Minoche, A. E., Horvat, C., Johnson, R., Gayevskiy, V., Morton, S. U., Drew, A. P., Woo, K., Statham, A. L., Lundie, B., Bagnall, R. D., Ingles, J., Semsarian, C., Seidman, J. G., Seidman, C. E., Dinger, M. E., Cowley, M. J., & Fatkin, D. (2019). Genome sequencing as a first-line genetic test in familial dilated cardiomyopathy.. Genetics in Medicine : Official Journal of the American College of Medical Genetics, 21(3), 650-662.

Abstract

PURPOSE: We evaluated genome sequencing (GS) as an alternative to multigene panel sequencing (PS) for genetic testing in dilated cardiomyopathy (DCM).

METHODS: Forty-two patients with familial DCM underwent PS and GS, and detection rates of rare single-nucleotide variants and small insertions/deletions in panel genes were compared. Loss-of-function variants in 406 cardiac-enriched genes were evaluated, and an assessment of structural variation was performed.

RESULTS: GS provided broader and more uniform coverage than PS, with high concordance for rare variant detection in panel genes. GS identified all PS-identified pathogenic or likely pathogenic variants as well as two additional likely pathogenic variants: one was missed by PS due to low coverage, the other was a known disease-causing variant in a gene not included on the panel. No loss-of-function variants in the extended gene set met clinical criteria for pathogenicity. One BAG3 structural variant was classified as pathogenic.

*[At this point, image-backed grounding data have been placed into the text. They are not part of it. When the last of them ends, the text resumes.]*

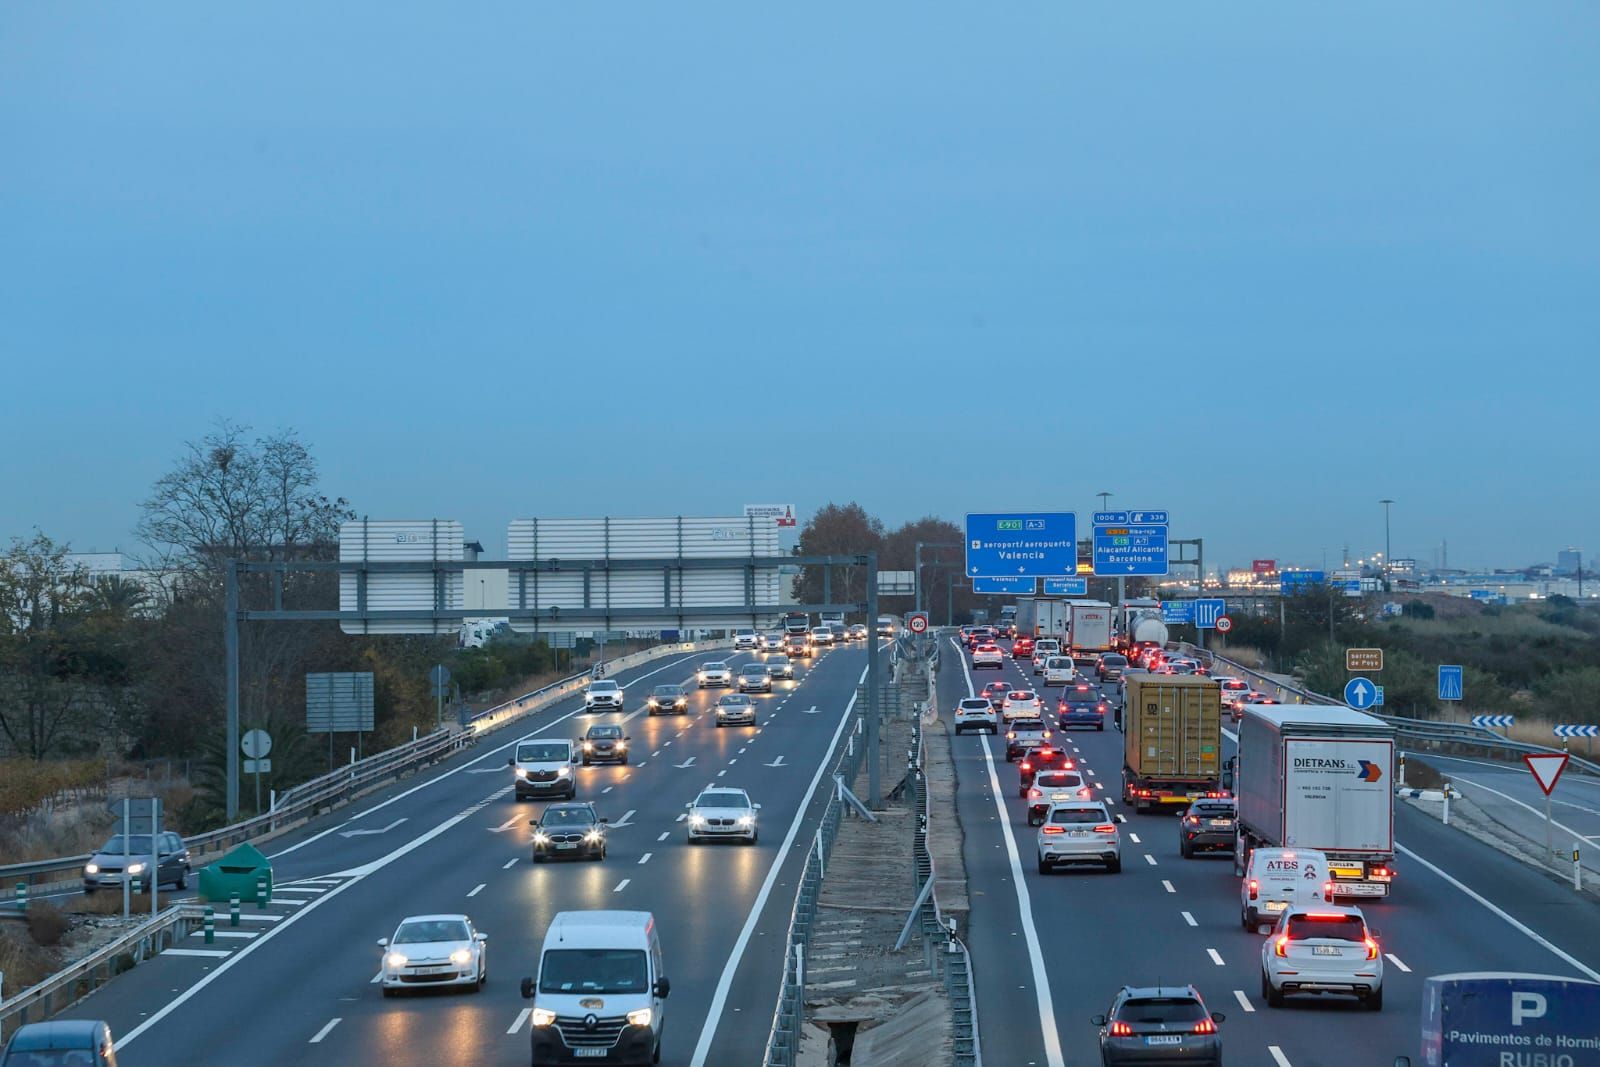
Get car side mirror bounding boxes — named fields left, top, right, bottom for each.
left=530, top=819, right=539, bottom=826
left=753, top=803, right=762, bottom=810
left=624, top=736, right=631, bottom=742
left=653, top=976, right=671, bottom=998
left=1091, top=1014, right=1107, bottom=1026
left=1369, top=927, right=1382, bottom=939
left=684, top=802, right=693, bottom=809
left=520, top=977, right=534, bottom=999
left=377, top=937, right=389, bottom=947
left=599, top=817, right=609, bottom=824
left=508, top=757, right=516, bottom=766
left=476, top=933, right=488, bottom=942
left=1210, top=1012, right=1226, bottom=1024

CONCLUSION: Our data support the use of GS for genetic testing in DCM, with high variant detection accuracy and a capacity to identify structural variants. GS provides an opportunity to go beyond suites of established disease genes, but the incremental yield of clinically actionable variants is limited by a paucity of genetic and functional evidence for DCM association.